If you have already submitted a VA appeal, then just sit back and wait. You might receive a RAMP invitation sometime this coming year, but there is nothing that you can actively do right now.
If you receive a RAMP invitation, then you have the option to choose whether to participate in the new RAMP process or to leave your appeal in the old process. Either way could be fine, depending on your case, and it is completely up to you.
The goal of RAMP is to make the VA appeals process faster, so it may be in your best interest to switch to RAMP. However, if you’ve been pending for awhile and your case is more complicated, it may be better to stay.
Under RAMP, you have the ability to choose one of three “lanes” to put your appeal in. If you pick the best lane for your type of case, then it will be reviewed much more quickly than the current system. If, however, you pick the wrong lane or it is too complicated for a particular lane, it will then be transferred to the other lane or the BVA’s longer line.
Even under RAMP, more complicated cases must go to the Board of Veterans Appeals (BVA), but the BVA will not be reviewing any RAMP cases until February 2019. Until then, the BVA will simply focus on the pending appeals in the current system.
It’s important that you understand the types of cases that should be put in each lane so that you make the best decision for your VA appeal:
1. Local Higher Level Review. This lane is for cases that don’t have any new evidence and are fairly straightforward. If the VA made an error and the evidence in the claim clearly proves their error, then this is the lane for you. The majority of appeals that don’t have new evidence will be fine in this lane.
2. New Evidence. This lane is for claims that have new evidence that wasn’t submitted with the original claim. If the VA made a decision about your case, but didn’t have all the evidence and you’d like to submit additional evidence, then this is the lane for you. Only submit to this lane if you have new evidence regarding your conditions that the VA has not yet seen.
3. The Board. This lane sends a case directly to the Board of Veterans’ Appeals (BVA). Again, however, the BVA will not be reviewing cases under RAMP until February 2019 as they are already overwhelmed under the current system and need to focus on that.
So until the RAMP program is fully implemented, only the first two lanes will be beneficial. If you decide to participate in the RAMP program under one of the first two lanes, and disagree with their decision, then you can appeal directly to the BVA.
As the BVA will be focusing on the current appeals, it is definitely fine to choose to not participate in the RAMP program.
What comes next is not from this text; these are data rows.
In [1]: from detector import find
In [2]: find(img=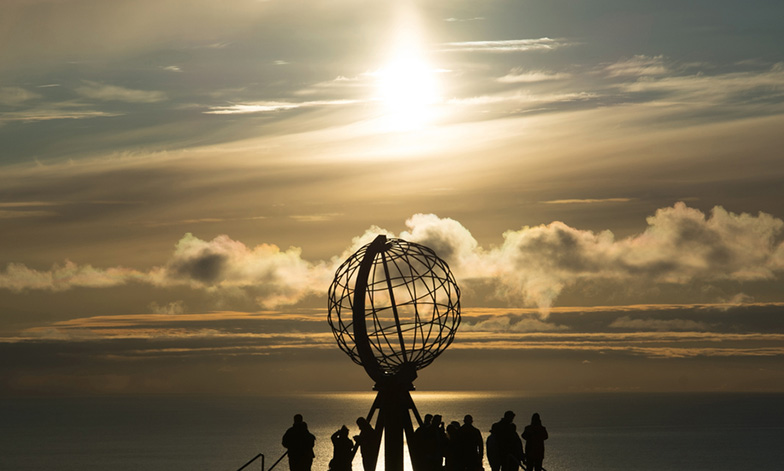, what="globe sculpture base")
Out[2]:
[362,381,422,471]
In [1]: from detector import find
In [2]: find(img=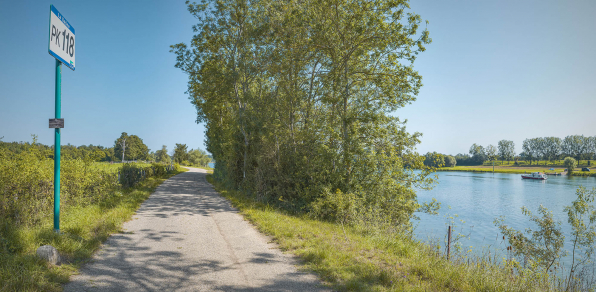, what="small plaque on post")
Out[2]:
[50,119,64,129]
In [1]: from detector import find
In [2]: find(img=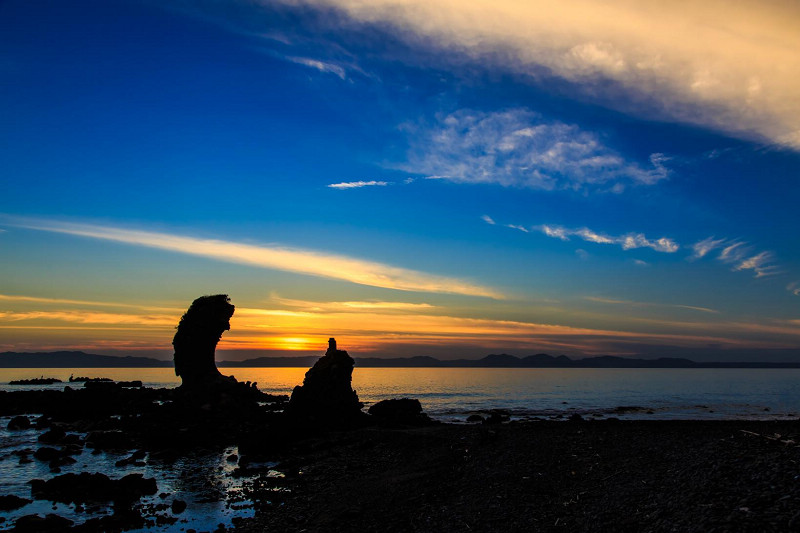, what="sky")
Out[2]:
[0,0,800,361]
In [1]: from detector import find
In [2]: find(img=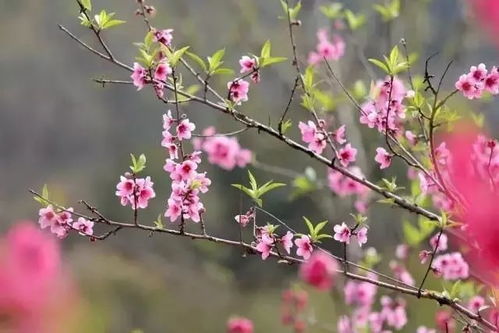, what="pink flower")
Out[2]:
[455,74,482,99]
[395,244,409,260]
[201,133,253,170]
[418,250,432,264]
[227,317,253,333]
[298,120,317,143]
[154,63,172,83]
[430,234,447,252]
[344,281,377,307]
[153,29,173,46]
[281,231,294,254]
[116,176,156,209]
[404,131,418,145]
[468,296,485,313]
[337,316,355,333]
[295,235,314,260]
[308,29,345,65]
[295,250,338,290]
[0,222,76,333]
[131,62,147,90]
[381,296,407,330]
[338,143,357,167]
[38,205,57,229]
[255,235,274,260]
[469,64,488,84]
[374,147,392,169]
[484,66,499,95]
[416,326,436,333]
[227,79,249,105]
[177,119,196,140]
[163,110,176,129]
[332,125,347,145]
[333,222,352,244]
[432,252,470,280]
[239,56,257,74]
[355,227,367,246]
[73,217,94,236]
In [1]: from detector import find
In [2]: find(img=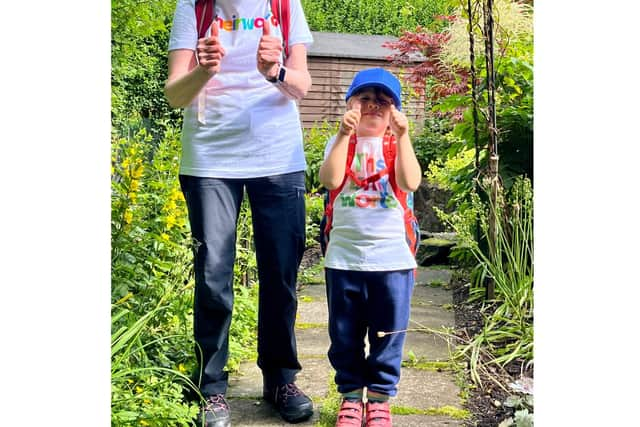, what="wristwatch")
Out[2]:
[266,64,287,84]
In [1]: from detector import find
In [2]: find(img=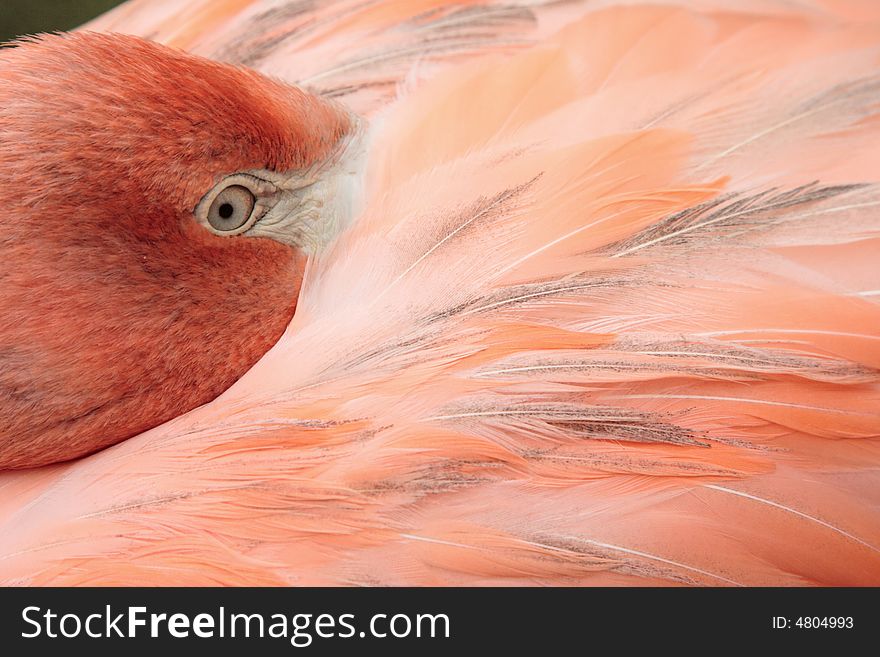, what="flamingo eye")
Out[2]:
[193,173,279,236]
[207,185,257,233]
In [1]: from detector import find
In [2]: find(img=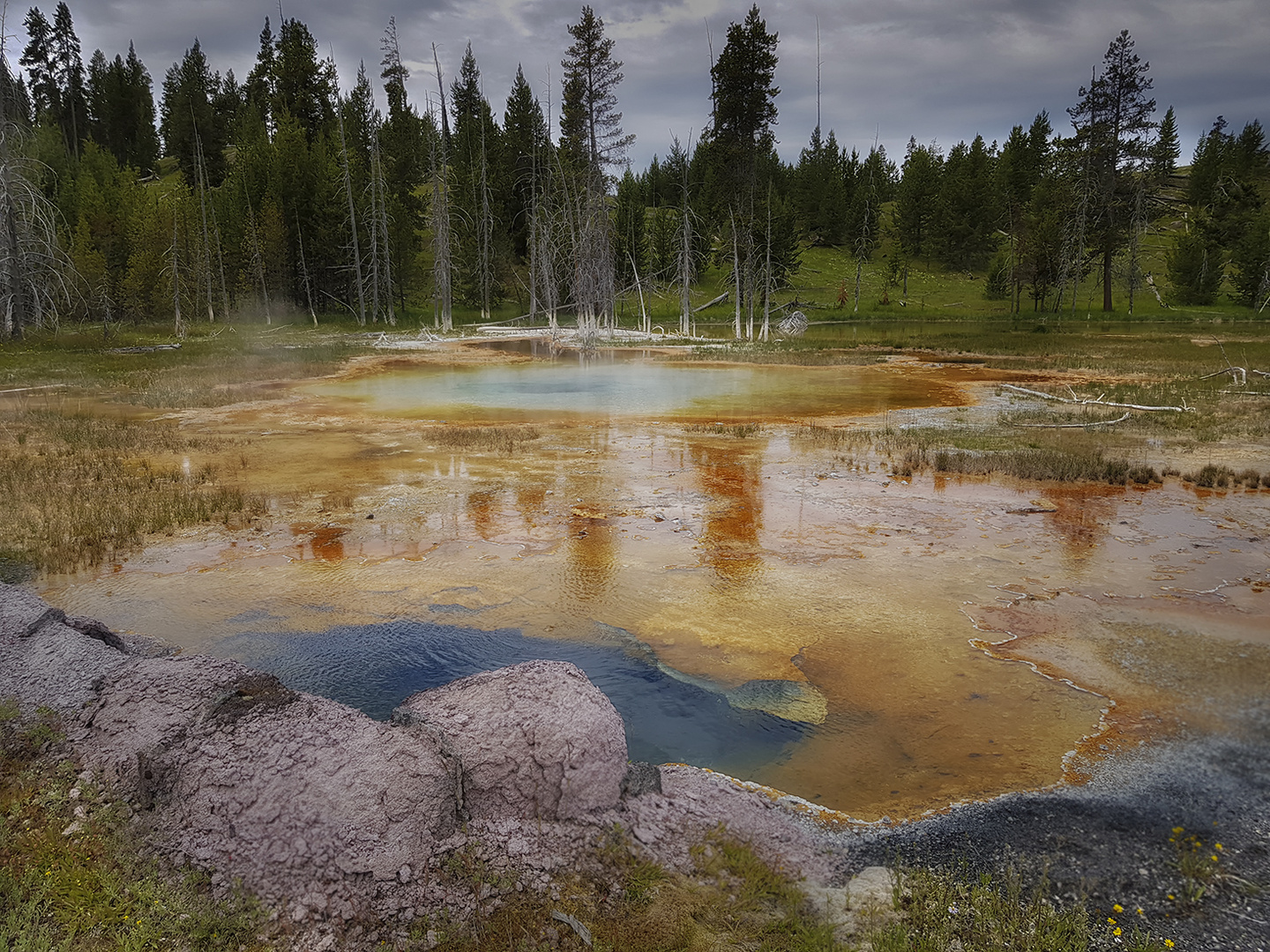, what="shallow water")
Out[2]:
[305,355,959,420]
[217,606,811,773]
[40,355,1270,819]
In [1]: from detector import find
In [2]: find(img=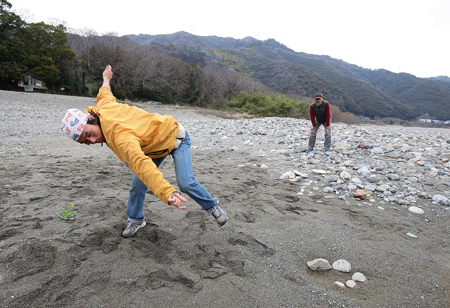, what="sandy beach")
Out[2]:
[0,91,450,308]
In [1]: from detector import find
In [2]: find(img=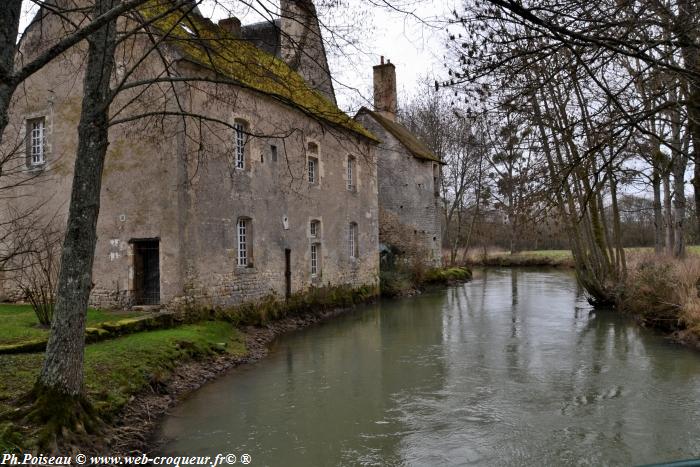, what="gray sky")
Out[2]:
[21,0,461,111]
Depending on your case, however, the RAMP program may be a godsend. In reality, the majority of VA appeals are fairly straightforward cases that are simply bogged down in the overload of the current system. This new RAMP system will allow those cases to be separated out and reviewed more quickly.
Ultimately, the VA’s new RAMP program should make the VA appeals process much better in the long run by dividing the labor among three lanes instead of it all landing on the BVA. However, it will take some time to fully implement and be available to everyone. Hopefully during that time, they’ll be able to work out the kinks and have a solid system ready to go by February 2019.
I definitely see your confusion. I assume that your original condition was rated 10%. If so, then it looks like they did grant an increase to 20% but the severity of your instability wasn't enough to meet the requirements for a 30% rating. If this is correct, then yes, you should find that your increase is to 20%.
Hello Dr. Johnson; I've been fighting the VA on appeals since 2013 and last October, 2019, I had a board hearing in Wash DC. I received this letter the other day concerning my appeals. The response was from the Dept of Vet Affairs Appeals Management Ctr and I received this response on one of my appeals; "Your most recent knee examination did show an increase in severity for your right knee instability. Consequently, a higher evaluation was warranted for the condition. The details of that determination are spelled out in a separate rating decision. However, the examination fell short of revealing any sign of severe recurrent subluxation, or instability that is severe in nature. Accordingly, an evaluation of 20 percent disabling is denied." What is the heck does this mean? Was it granted or not?
It depends. In essence, it's neither good or bad except for the additional time delay it will cause. They simply are sending the appeal back to gather additional information that is needed in order to determine the appeal. Once they have the additional information, they will continue to process it as usual. If they do not receive it, though, then they will end up denying the claim as they do not have enough evidence currently to approve it.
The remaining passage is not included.